Mindelo é muito mais do que ruas e casas, é o coração cultural de Cabo Verde

Américo Costa*

Mindelo é muito mais do que ruas e casas; é o coração cultural de Cabo Verde, porto, mercado, espaços de criação, festivais e memórias que atraem gente e economia. Recuperar Mindelo não pode reduzir-se a varrer o lodo e repor redes elétricas: é preciso repensar a cidade para que, perante chuvas extremas, não voltemos a assistir ao mesmo ciclo de destruição e sofrimento. A própria comunidade internacional lembra que, para além da resposta humanitária, existem riscos sanitários e necessidades de prevenção, um alerta que a OMS e parceiros de saúde já sublinharam para evitar surtos e problemas de saúde pública após inundações. 

Proposta prática com sentido de urgência e de justiça territorial

Aponto medidas concretas, pensadas para ser exequíveis e de alto impacto. Não se trata de um manifesto técnico exaustivo, mas de um plano de acção orientador, capaz de transformar a emergência em oportunidade:

1. Resposta imediata (0–3 meses)

Reforço de alojamento temporário digno e transferências monetárias às famílias mais vulneráveis.

Restabelecimento prioritário de água potável, saneamento provisório e energia nos bairros críticos.

Brigadas de limpeza e remoção de entulho com contratação local (emprego de curto prazo para quem perdeu rendimento).

Campanhas de saúde pública e vigilância: água segura, vacinação quando indicada e prevenção de doenças transmissíveis.

2. Reconstrução resiliente (3–24 meses)

Auditoria técnica das ribeiras e dos sistemas de drenagem; desassoreamento e recuperação de canais naturais com critérios hidrológicos atualizados.

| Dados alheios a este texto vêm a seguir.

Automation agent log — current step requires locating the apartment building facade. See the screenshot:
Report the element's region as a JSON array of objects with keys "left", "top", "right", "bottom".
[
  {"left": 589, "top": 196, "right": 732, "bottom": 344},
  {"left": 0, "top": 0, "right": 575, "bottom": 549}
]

Projeto urgente para reforço e dimensionamento da drenagem urbana (bacias de retenção, sumidouros, canalização adequada), com prioridade nas artérias que servem o porto e os bairros periféricos.

Programas de habitação social e subsídios condicionados à reconstrução segura (materiais resilientes, elevação de bases quando necessário).

Programa de emprego local ligado à reconstrução (obras públicas, reabilitação de equipamentos culturais, recuperação de infraestruturas portuárias).

3. Visão de longo prazo (2–10 anos)

Revisão e implementação do Plano Diretor Municipal com regras claras sobre ocupação de leitos de ribeiras e zonas de risco, participação comunitária e transparência na decisão.

Integração de soluções baseadas na natureza: reflorestação de cabeceiras, zonas húmidas temporárias e corredores verdes que retardem e absorvam cheias.

Mecanismos de financiamento e proteção fiscal: linhas de crédito de emergência, cat-DDO e fundos de contingência para eventos climáticos extremos.

Fortalecimento da Proteção Civil local: sistemas de aviso precoce, centros operacionais e formação continuada.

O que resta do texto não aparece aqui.